Creating a Design Document
When you have completed the business analysis and
planning process, you will need to translate the business needs to
native SharePoint search functionality. Create a design document that
contains sections that closely map to the SharePoint configurations.
The design document is valuable because it not only represents what you
need to do to build your solution, but it also doubles as an
administrator document, which the support staff can reference and use
to better understand how search has been configured.

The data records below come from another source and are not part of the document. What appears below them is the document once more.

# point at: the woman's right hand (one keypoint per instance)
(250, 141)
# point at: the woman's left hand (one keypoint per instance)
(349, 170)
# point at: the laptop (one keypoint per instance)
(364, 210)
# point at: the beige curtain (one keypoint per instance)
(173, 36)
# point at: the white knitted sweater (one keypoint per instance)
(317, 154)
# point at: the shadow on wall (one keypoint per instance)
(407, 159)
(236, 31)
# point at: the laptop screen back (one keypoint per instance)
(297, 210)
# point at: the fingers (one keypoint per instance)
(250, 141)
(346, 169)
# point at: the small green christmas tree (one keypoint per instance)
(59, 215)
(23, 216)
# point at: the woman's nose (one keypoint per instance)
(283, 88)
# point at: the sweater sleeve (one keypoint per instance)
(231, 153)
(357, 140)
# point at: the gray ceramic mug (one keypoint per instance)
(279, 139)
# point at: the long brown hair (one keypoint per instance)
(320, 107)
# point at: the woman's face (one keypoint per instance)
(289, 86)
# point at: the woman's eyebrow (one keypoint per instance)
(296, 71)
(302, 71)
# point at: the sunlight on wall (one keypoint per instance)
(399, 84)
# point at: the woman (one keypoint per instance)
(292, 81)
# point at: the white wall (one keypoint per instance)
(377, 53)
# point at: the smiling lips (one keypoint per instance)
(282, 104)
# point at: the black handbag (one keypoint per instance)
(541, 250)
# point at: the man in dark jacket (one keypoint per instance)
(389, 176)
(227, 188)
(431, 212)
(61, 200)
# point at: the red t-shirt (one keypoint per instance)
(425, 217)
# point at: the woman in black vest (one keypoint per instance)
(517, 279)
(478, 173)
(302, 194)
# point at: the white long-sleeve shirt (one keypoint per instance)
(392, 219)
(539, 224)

While the process of designing the functional
requirements of a SharePoint search solution initiate from the
business-user perspective, the approach taken in configuring search
runs a completely opposite course. When configuring, you should start
with back end and gradually make your way to the user experience at the
end of the process. First in the configuration sequence is the
infrastructure, where you configure the necessary storage and
processing resources. Next, you move into SharePoint Central
Administration where you configure the farm-wide settings and server
topology. Next, you go into the Search Service Application and
configure search settings. Finally, you move into the Site Collection
where you configure
subsites, pages, Web Parts, and the navigation. The design document
should flow in the direction of the configuration, from the back end
forward to the end-user experience.
To effectively design and document a search
solution, you must be very familiar with configuration steps and have
in-depth understanding of the business requirements. The design
document merges these knowledge areas into one cohesive artifact, which
is why it is a critical component to the overall approach. Table 2 through Table 6
provide a starting point for creating a SharePoint search design
document. These tables resemble the actual configuration screens within
SharePoint, which make the process of configuring search a whole lot
easier. And by having the configuration documented upfront, you can
race through the configuration while making only minor adjustments to
the document as you go, rather than trying to write a document from
scratch and configure at the same time—or worse, try to backfill the
documentation later.
Table 2. How Unique Content Sources May Be Configured
Content Sources |
---|
Title | Type | Start Address |
---|
Local Office SharePoint Server Sites | SharePoint sites | https://centraladmin.domain.com/ |
People | SharePoint sites | https://mysite.domain.com/
sps3s://mysite.domain.com/ |
Corporate Portal | SharePoint sites | https://inside.domain.com/ |
Extranet Portal | SharePoint sites | https://outside.domain.com/ |
Search Portal | SharePoint sites | https://search.domain.com/ |
Public Web Site | Web sites | http://www.domain.com/ |
Table 3. Crawl Schedule for Each Content Source
Crawl Schedules |
---|
Content Source | Full Crawl | Incremental Crawl |
---|
Local Office SharePoint Server Sites | Not Scheduled | Not Scheduled |
People | At 2:00 AM on 15th of every month | Every 12 hour(s) from 6:00 AM for 12 hour(s) every day |
Corporate Portal | At 2:00 AM on 15th of every month | Every 5 minute(s) from 6:00 AM for 12 hour(s) every day |
Extranet Portal | At 2:00 AM on 15th of every month | Every 5 minute(s) from 6:00 AM for 12 hour(s) every day |
Search Portal | Not Scheduled | Not Scheduled |
Public Web Site | At 4:00 AM on 15th of every month | Every 12 hour(s) from 6:00 AM for 12 hour(s) every day |
Table 4. Document Your Service Account Credentials
Crawl Rules |
---|
URL | Include or Exclude | Service Account |
---|
*://centraladmin.domain.com/* | Exclude | |
*://search.domain.com/* | Exclude | Refer to Service |
*://*/*brokensites.aspx | Exclude | Account |
*://*/*rejectedsites.aspx | Exclude | Documentation |
*://*allitems.aspx* | Exclude | |
*://*allforms.aspx* | Exclude | |
Table 5. Metadata Property Mapping Illustrates How Managed Properties Are Configured to Map to One or More Crawled Properties
Metadata Property Mappings |
---|
Managed Property | Type | Use in Scopes | Include Values from | Crawled Property | Include in Index |
---|
| Integer | Yes | Single | SharePoint:isdocument (Integer) | Yes |
| | | | SharePoint:isdocument (Integer) | Yes |
CustomIsDocument | | | | Basic:22(Integer) | Yes |
Created | Date and Time | No | Single | Basic:15(Date and Time)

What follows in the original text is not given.